As the days of social distancing drag on, the mental fortitude of Maine is being tested.

Across the state, we’ve seen a 50 percent reduction in traffic. In Portland, once-bustling cobblestone streets in the Old Port remain deserted, leaving our many small businesses in a bind. Thousands of local businesses have applied for government assistance.

But not all is lost. The most innovative, forward-thinking Mainers are not only surviving, but also thriving during the COVID-19 pandemic. The Portland Museum of Art, Harbor Fish and The Holy Donut are three examples of local brands that have adapted to the “new normal” and leveraged technology to continue serving patrons. From online shopping options to social media updates, all three are rewarding their loyal patrons with a 21st-century business model that can stand the test of time – and even a novel virus.

One of the most valuable assets for any business is its email list, and the ability to keep people updated. And that’s exactly what is happening: If anything, I’ve become more loyal to local brands in recent weeks.

But local brands would be lost without technology. Can you imagine if social distancing had been mandatory before we had the internet keeping us together?

Now more than ever, we can’t afford to be Luddites. Now is not the time to be skeptical of technology.


As much as I’m an advocate of face-to-face networking, now is the time to harness the power of the internet. Those who do can even turn a crisis into an opportunity. Take maple syrup producers, some of whom are hitting greater sales numbers now than a year ago – because they’ve embraced the internet. Newfield-based Hilltop Boilers, for example, is seeing a 370 percent increase in online sales, the Bangor Daily News recently reported. Their online sales for the first five days of April surpassed online sales for all of April 2019.

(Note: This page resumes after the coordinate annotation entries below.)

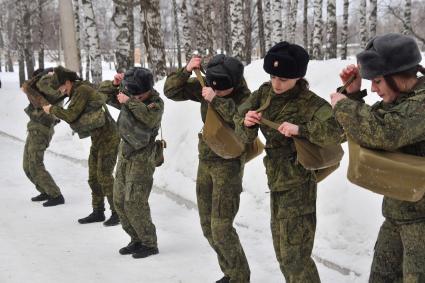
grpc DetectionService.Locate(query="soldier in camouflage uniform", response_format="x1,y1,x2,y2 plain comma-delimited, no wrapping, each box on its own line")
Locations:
164,55,250,283
23,69,65,207
235,42,342,283
43,66,119,226
331,34,425,283
99,67,164,258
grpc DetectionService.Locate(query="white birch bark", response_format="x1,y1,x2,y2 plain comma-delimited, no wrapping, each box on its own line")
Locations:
312,0,323,60
230,0,245,62
82,0,102,84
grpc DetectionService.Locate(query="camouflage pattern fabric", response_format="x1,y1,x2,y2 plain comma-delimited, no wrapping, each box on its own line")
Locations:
98,81,164,248
23,121,61,197
334,78,425,282
234,82,343,282
369,219,425,283
50,81,119,211
164,68,250,283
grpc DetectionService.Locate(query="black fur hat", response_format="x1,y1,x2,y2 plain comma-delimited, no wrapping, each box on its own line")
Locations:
122,67,154,95
357,33,422,80
50,66,81,90
263,41,310,79
205,54,244,90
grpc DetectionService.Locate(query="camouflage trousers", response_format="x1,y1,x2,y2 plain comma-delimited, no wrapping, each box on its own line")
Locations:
114,145,158,250
270,177,320,283
23,121,61,197
196,160,250,283
369,219,425,283
88,131,120,211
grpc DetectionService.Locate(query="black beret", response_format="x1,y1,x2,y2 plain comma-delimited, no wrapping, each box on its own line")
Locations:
50,66,80,90
357,33,422,80
122,67,154,95
205,54,244,90
263,41,310,79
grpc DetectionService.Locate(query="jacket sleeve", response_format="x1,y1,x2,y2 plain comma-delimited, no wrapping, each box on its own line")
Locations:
164,68,203,102
334,96,425,151
299,102,344,146
97,80,121,109
50,91,88,123
233,90,260,143
125,98,164,128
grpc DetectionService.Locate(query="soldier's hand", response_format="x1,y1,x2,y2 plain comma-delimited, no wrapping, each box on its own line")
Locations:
186,57,202,73
331,92,347,108
117,92,129,104
277,122,300,137
43,104,52,114
112,73,124,86
339,64,362,93
243,110,261,127
202,87,215,102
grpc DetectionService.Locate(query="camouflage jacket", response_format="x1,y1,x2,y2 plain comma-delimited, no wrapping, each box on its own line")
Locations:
334,79,425,221
98,81,164,159
24,75,63,128
235,82,343,191
50,81,112,138
164,68,251,160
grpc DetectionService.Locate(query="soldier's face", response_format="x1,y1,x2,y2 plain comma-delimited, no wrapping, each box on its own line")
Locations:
371,76,398,103
270,76,298,94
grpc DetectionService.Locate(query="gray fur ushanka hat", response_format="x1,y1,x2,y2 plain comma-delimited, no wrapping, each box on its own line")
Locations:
357,33,422,80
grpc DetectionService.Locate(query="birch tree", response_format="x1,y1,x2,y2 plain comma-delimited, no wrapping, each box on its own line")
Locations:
257,0,266,58
270,0,283,46
359,0,368,48
369,0,378,38
112,1,132,71
230,0,245,64
82,0,102,84
172,0,182,68
326,0,337,59
312,0,323,60
180,0,193,63
341,0,350,60
286,0,298,43
140,0,167,81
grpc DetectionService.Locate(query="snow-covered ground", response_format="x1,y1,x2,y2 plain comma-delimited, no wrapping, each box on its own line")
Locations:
0,59,400,283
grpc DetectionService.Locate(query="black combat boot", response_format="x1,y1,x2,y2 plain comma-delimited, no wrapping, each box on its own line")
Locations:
119,241,142,255
31,193,49,201
103,211,120,226
78,209,105,224
133,244,159,258
215,276,230,283
43,195,65,207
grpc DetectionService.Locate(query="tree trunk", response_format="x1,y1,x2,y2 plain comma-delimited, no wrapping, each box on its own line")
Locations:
257,0,266,58
243,0,252,64
303,0,308,49
403,0,412,35
82,0,102,84
264,0,272,52
341,0,350,60
270,0,283,46
312,0,323,60
180,0,193,64
325,0,337,59
112,2,132,72
173,0,182,69
359,0,368,48
230,0,246,62
22,0,34,78
369,0,378,38
286,0,298,43
141,0,167,81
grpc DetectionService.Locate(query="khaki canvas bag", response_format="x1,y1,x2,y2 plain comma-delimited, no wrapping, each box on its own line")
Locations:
194,70,264,162
347,138,425,202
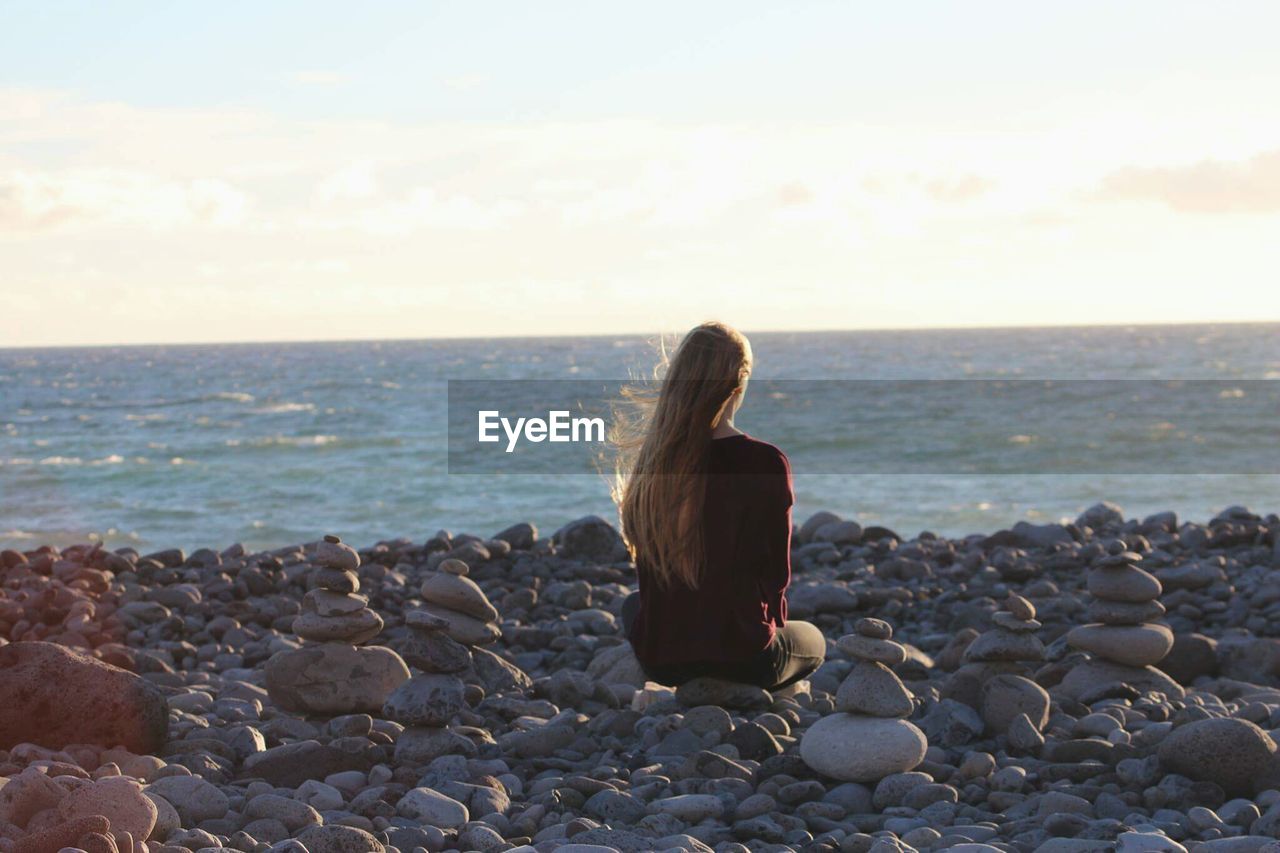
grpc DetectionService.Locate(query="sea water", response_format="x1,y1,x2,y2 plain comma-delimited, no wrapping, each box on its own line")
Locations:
0,324,1280,549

It is possible! Maine-based maple syrup producers and doughnut shops aren’t Facebook and Google, but even they can adapt, innovate and thrive.

Thriving can happen personally too, not just professionally. I have two sons in their 20s who are “digital natives,” growing up with devices in their hands. For them, adjusting to the “new normal” has been relatively easy because they’re used to ordering food on Uber Eats or paying their friends back with Venmo. We have raised a generation of young people who are more able to adapt to this new online world than any earlier generation.

Older generations can learn from them. We must all take this time to learn about new technologies and how they can be used to make our lives easier. If you don’t have time to learn now, when will you?

With the internet, we must test and learn. Test new ways of doing things, and learn how the market reacts and responds.

Even my mother, who is 86 years old, has gone virtual. She never had any desire to be online, but we recently bought her a GrandPad (a simplified version of an iPad), which she’s now using for FaceTime-style conversations with her family. It’s a struggle, but she is trying. She is learning – with lots of coaching from the staff at her assisted-living home, and remotely from her children and grandchildren.

This is an especially difficult time for people like my mother, who are most at risk. Thousands of Mainers call assisted-living facilities home. But technology invented eight years ago is now bringing together people born eight decades ago.

Of course, people still need to socialize in person. We are social creatures, after all. We just have to adapt: What was “face to face” may be “mask to mask” for the foreseeable future – and that’s doable. We may not shake hands, but we can greet each other with “Namaste,” or “peace be with you.”

Peace will be with us. Mainers are resilient. Our mental fortitude is being tested, but we are passing that test – with technology by our side.